The study of porous liquids is a relatively young field. It caught our attention through the groundbreaking work of Stuart James, Andy Cooper and Becky Greenaway, who have made use of covalent organic cages to define pores within bulky molecular solvents to yield numerous new Type II porous liquids. In the Nitschke group, much of our work focuses on developing metal-organic coordination cages. We started to wonder whether we could design new porous liquids based on coordination cages, and theorized that basing porous liquids on a different type of nanocapsule would facilitate new types of function. We also saw an opportunity to eliminate the need for a solvent, since our coordination cages can be built in modular fashion, allowing the external derivatization of the cage to be easily tuned. Multiple design iterations were necessary to yield a coordination cage that was actually liquid at room temperature, and we were extremely pleased when our hard work paid off with the present design.
Figure 1. Liquid coordination cage 2 was used to sequester different CFCs in its neat state at room temperature.
Porous liquids are often studied as bulk materials, using techniques like DSC/TGA, rheology and PALS. However, the coordination cages known to the Nitschke group are usually studied in solution using NMR techniques, yielding information at the molecular level. This prompted us to attempt to extend the use of this technique to the realm of porous liquids. However the high viscosity of our material presented several challenges to overcome, starting with the not-so-simple question of how to load our liquid cage into an NMR tube. After much deliberation, we found that scraping the viscous material into the opening of a 3 mm NMR tube and then spinning the sample in a centrifuge at 3000 RPM was the best technique for transferring the material into the bottom of a tube. We then pushed a 2 mm glass capillary containing D2O into the tube to increase the height of the sample and to provide a deuterated signal for locking (you can see the liquid cage flowing up the walls of the NMR tube in our video). The second challenge we faced was that the high viscosity of the sample meant that the spectra we collected were very broad, probably due to slow tumbling. However, we found that analyzing the samples with a probe temperature of 70 °C, allowed us to observe identifiable peaks consistent with the porous liquid as well as its host-guest complexes. While the obstacles we encountered during this process were very challenging, we were given the opportunity to flex our creative muscles and apply our problem-solving skills. We hope that our experiments will convince others to add NMR onto their list of analytical techniques for analyzing challenging materials!
Figure 2. a), Partial solution-phase 1H NMR spectra (298 K, 400 MHz, CD3CN) of the complexes of cage 2 incorporating the alcohols shown.
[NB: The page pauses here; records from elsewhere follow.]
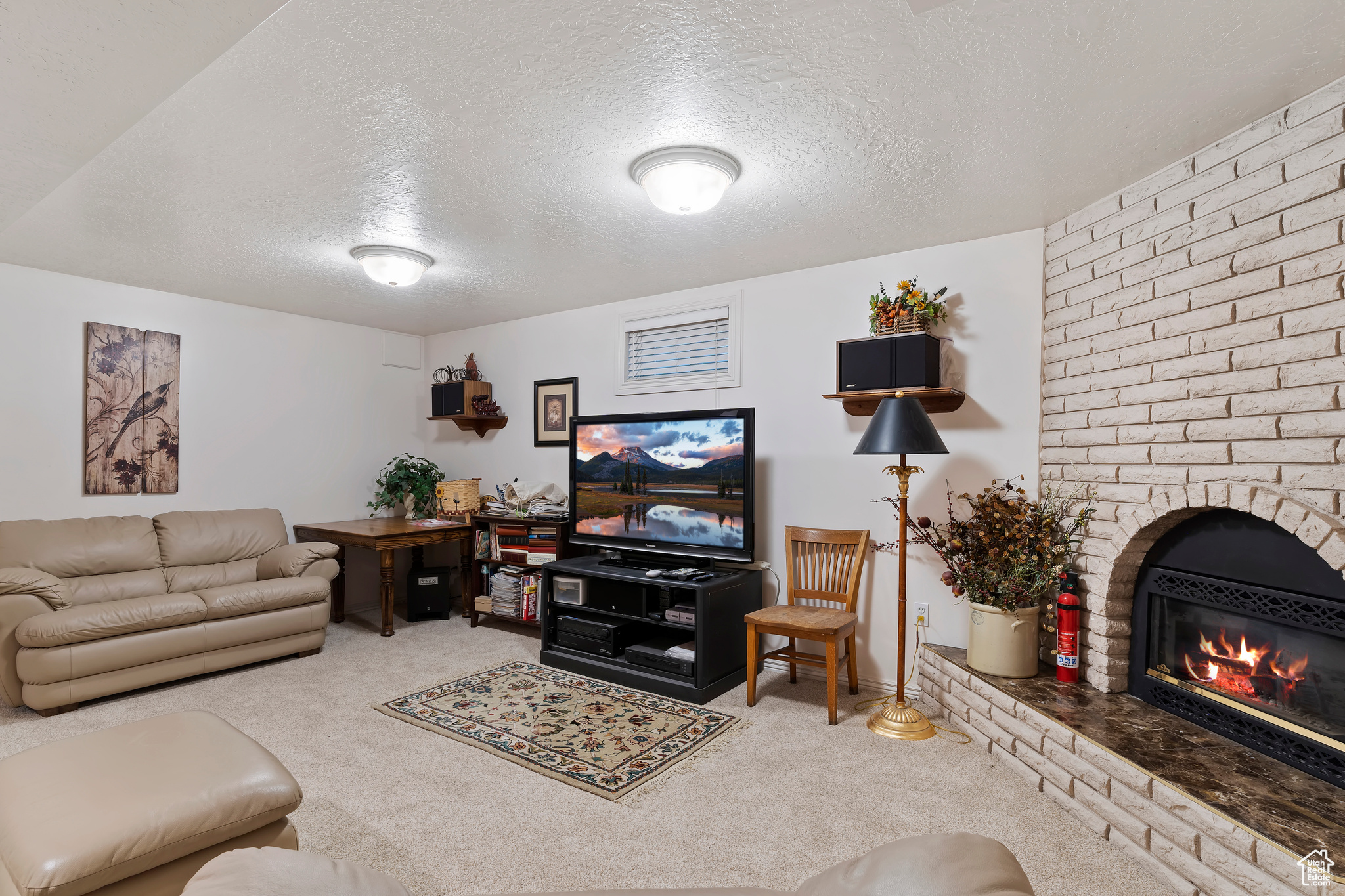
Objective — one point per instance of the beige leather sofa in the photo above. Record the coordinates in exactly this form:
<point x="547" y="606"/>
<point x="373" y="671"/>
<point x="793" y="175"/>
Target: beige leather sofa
<point x="137" y="809"/>
<point x="957" y="864"/>
<point x="97" y="606"/>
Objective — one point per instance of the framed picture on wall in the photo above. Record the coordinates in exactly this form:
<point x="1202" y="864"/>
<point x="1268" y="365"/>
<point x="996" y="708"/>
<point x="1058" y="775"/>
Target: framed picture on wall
<point x="554" y="402"/>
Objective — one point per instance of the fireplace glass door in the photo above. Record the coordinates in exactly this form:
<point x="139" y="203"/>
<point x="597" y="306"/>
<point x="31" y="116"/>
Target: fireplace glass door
<point x="1285" y="675"/>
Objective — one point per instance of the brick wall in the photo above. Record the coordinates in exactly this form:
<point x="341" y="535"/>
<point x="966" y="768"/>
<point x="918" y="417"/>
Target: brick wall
<point x="1193" y="328"/>
<point x="1180" y="842"/>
Host-guest peaks in the aromatic region are labelled with an asterisk (*) and all peaks below 0 ppm are assigned to the internally-bound guest. b), Partial solvent-free variable temperature 1H NMR spectra (343 K, 400 MHz) of complexes of neat liquid cage 2 with 30 wt% of the alcohols shown in d, taken with the tube assembly depicted in c (30 wt% guest). c), In order to record NMR spectra under solvent-free conditions, neat liquid cage 2 was loaded into a 3 mm NMR tube containing a capillary filled with D2O to provide an NMR lock signal. d), Cage 2 bound a range of different propanol and butanol isomers; a better shape match between guest and host cavity led to stronger binding. e), Neat liquid cage 2 selectively encapsulated t-butanol over n-butanol.
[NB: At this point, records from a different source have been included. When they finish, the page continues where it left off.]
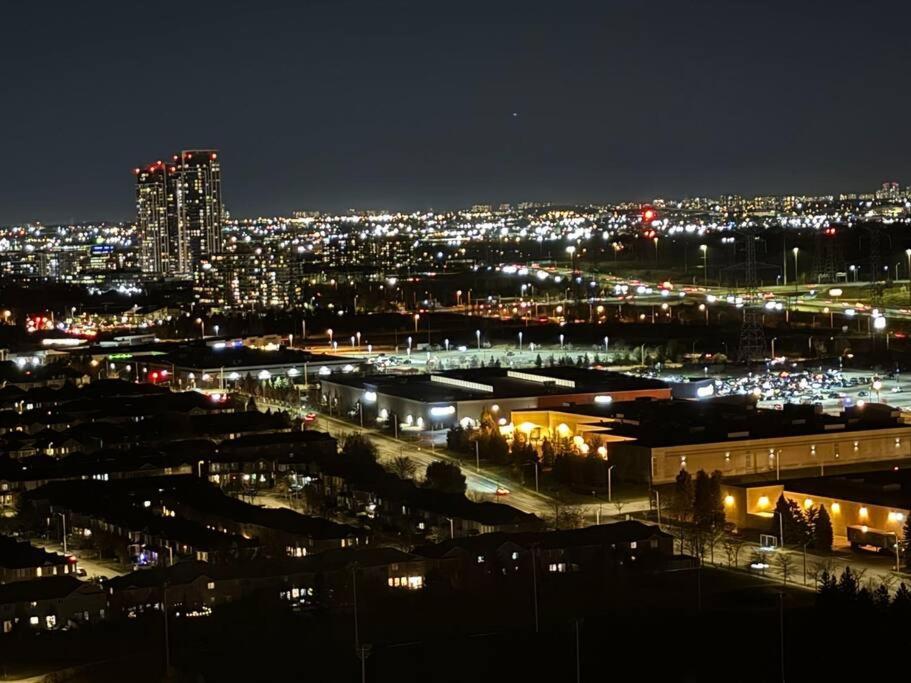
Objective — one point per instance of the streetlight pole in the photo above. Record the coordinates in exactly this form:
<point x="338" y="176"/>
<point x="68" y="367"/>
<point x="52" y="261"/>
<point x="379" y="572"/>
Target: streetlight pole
<point x="908" y="254"/>
<point x="63" y="517"/>
<point x="534" y="586"/>
<point x="704" y="248"/>
<point x="795" y="250"/>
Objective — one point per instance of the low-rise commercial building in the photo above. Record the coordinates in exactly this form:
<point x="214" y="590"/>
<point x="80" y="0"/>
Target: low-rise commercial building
<point x="651" y="441"/>
<point x="443" y="400"/>
<point x="879" y="500"/>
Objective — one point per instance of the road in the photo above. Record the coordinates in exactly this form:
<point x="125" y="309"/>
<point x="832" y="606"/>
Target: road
<point x="481" y="483"/>
<point x="873" y="570"/>
<point x="92" y="567"/>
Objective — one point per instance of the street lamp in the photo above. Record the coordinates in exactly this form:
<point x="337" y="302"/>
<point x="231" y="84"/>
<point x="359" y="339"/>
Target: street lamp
<point x="795" y="251"/>
<point x="704" y="248"/>
<point x="63" y="517"/>
<point x="908" y="254"/>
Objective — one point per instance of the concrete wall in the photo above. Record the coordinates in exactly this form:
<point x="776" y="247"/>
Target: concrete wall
<point x="771" y="455"/>
<point x="750" y="505"/>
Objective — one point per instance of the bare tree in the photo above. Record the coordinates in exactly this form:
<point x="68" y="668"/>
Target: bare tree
<point x="403" y="467"/>
<point x="819" y="568"/>
<point x="732" y="548"/>
<point x="716" y="536"/>
<point x="785" y="562"/>
<point x="568" y="517"/>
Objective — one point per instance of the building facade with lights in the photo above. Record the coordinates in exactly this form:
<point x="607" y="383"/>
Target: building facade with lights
<point x="179" y="212"/>
<point x="878" y="500"/>
<point x="458" y="397"/>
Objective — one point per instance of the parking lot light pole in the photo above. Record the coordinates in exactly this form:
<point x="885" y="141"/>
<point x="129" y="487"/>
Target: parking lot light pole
<point x="63" y="517"/>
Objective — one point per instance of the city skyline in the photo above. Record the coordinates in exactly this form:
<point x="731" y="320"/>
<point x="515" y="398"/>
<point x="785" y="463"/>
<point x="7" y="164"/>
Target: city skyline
<point x="332" y="106"/>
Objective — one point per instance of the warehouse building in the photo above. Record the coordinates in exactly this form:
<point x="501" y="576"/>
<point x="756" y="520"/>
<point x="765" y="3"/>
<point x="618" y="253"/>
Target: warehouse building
<point x="443" y="400"/>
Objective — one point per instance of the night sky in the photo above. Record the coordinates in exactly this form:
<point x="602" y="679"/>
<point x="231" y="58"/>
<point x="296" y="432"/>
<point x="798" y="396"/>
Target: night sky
<point x="394" y="104"/>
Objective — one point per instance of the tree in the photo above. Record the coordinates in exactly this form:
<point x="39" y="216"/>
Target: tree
<point x="682" y="500"/>
<point x="458" y="439"/>
<point x="403" y="467"/>
<point x="732" y="548"/>
<point x="444" y="477"/>
<point x="785" y="562"/>
<point x="708" y="510"/>
<point x="359" y="450"/>
<point x="881" y="597"/>
<point x="793" y="522"/>
<point x="568" y="517"/>
<point x="492" y="446"/>
<point x="902" y="599"/>
<point x="522" y="451"/>
<point x="547" y="453"/>
<point x="822" y="530"/>
<point x="848" y="585"/>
While NMR was a difficult hurdle to overcome, it was one that we anticipated. Other problems we encountered while working with our porous liquid cage were more surprising. For example, during the latter half of the project, we noticed that occasionally the 1H NMR spectrum of our material taken in CD3CN solution would show that 10-20% of the material had been converted to an unidentifiable host-guest complex instead of the desired empty cage. We were able to isolate the empty cage only 50% of the time with the unwelcome host-guest complex appearing the remaining 50% of the time. We concluded that one of our starting materials was introducing an impurity into the sample, and that this impurity happened to be a good guest for the cage. We therefore ran an extensive series of experiments to find the source of this impurity, including re-synthesizing and re-purifying our starting materials (including commercially available reagents), distilling the solvents used for synthesis/ purification, and varying the reaction vessels used, temperature and reaction time – all to no avail. We finally discovered that the mysterious host-guest complex only appeared if the cage was analyzed in CD3CN from a particular supplier. The impurity was never identified, and (being NMR silent) could only be detected after it had been bound inside our coordination cage. While the process of arriving at this conclusion was rife with difficulty, our lab now uses this cage as an impurity detector for commercially purchased deuterated solvents – an unexpected but not unwelcome application of this work!
Although our first attempts to combine coordination cages with porous liquids was not all smooth sailing, we’re proud to see coordination cages join the porous liquids family and excited to see what new directions the field takes next.